Quatrièmement, le coup d’État au Niger est un test du leadership du Nigéria en Afrique de l’Ouest. En plus d’influencer directement le Nigeria en tant que voisin, cela affectera son statut de leader régional et continental. La façon dont le Nigeria, en tant que puissance régionale, s’engage et interagit avec son voisin, déterminera comment il maintiendra son statut de puissance continentale.
Cela se reflète peut-être dans les décisions du sommet extraordinaire de la Communauté économique des États de l’Afrique de l’Ouest (CEDEAO) du 30 juillet à Abuja, qui vise à supprimer le conseil militaire. Cela comprend l’imposition d’une zone d’exclusion aérienne, la fermeture des frontières aériennes et terrestres et des sanctions financières, sans exclure le recours à la force.
En guise de conclusion…
Le récent coup d’État militaire en République du Niger rappelle aux dirigeants africains de tirer de précieuses leçons de cette évolution malheureuse. La présence de certains groupes populaires soutenant le coup d’État souligne le besoin urgent pour les dirigeants de s’attaquer aux problèmes économiques et de travailler à la construction d’une économie nationale plus forte.
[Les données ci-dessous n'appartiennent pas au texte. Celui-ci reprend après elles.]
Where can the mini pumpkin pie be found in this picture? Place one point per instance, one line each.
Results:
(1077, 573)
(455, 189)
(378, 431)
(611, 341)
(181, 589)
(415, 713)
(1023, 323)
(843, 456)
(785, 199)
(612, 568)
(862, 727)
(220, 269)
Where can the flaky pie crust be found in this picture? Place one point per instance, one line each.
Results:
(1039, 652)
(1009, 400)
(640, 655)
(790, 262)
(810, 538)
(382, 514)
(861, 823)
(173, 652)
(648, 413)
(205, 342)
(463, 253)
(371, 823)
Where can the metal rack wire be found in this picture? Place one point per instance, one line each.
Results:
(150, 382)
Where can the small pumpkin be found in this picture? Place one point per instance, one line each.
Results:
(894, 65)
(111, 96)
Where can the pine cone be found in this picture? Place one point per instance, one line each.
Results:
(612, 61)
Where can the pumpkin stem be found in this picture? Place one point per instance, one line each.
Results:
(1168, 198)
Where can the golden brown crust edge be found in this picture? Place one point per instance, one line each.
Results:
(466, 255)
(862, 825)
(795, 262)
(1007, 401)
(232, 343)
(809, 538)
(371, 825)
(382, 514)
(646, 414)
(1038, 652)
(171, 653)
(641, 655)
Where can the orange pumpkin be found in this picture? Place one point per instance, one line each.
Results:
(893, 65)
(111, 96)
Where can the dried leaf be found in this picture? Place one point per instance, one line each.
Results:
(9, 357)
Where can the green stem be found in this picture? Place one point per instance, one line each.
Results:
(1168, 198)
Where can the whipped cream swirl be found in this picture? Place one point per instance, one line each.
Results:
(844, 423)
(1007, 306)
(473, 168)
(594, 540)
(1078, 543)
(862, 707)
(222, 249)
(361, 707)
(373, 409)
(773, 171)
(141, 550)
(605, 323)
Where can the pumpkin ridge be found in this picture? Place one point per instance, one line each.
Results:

Il est crucial que le président Bola Tinubu et les autres dirigeants de la CEDEAO mènent une enquête approfondie sur les circonstances qui ont conduit au coup d’État militaire. Une telle enquête fournira des informations précieuses et guidera l’organisme d’intégration régionale dans la prise de mesures appropriées. Tout en traitant la situation, il est nécessaire d’éviter une action militaire précipitée en République du Niger.
Au lieu de cela, d’autres mesures diplomatiques et pacifiques devraient d’abord être soigneusement examinées et épuisées. Le statut du Niger en tant que pays largement enclavé et pauvre doit également être pris en compte au moment de décider des mesures appropriées. Les dirigeants doivent écouter les voix des gens, comprendre le contexte de pauvreté et de dénuement qui prévaut dans la région et tenir compte du sort des pauvres lorsqu’ils déterminent leur ligne de conduite.
Il y a un héritage de l’héritage colonial et de l’exploitation des ressources du pays dans le cadre d’une division internationale du travail injuste. En conséquence, en traitant la situation à travers une vision africaine globale, en se concentrant sur le développement durable et en tenant compte de la population pauvre, les dirigeants africains peuvent travailler ensemble pour parvenir à la stabilité, au progrès et à l’amélioration des conditions du peuple nigérien et de la région au sens large. D’une part, et éviter de tomber dans le piège du nouveau labyrinthe géostratégique entre l’Occident, la Russie et la Chine d’autre part.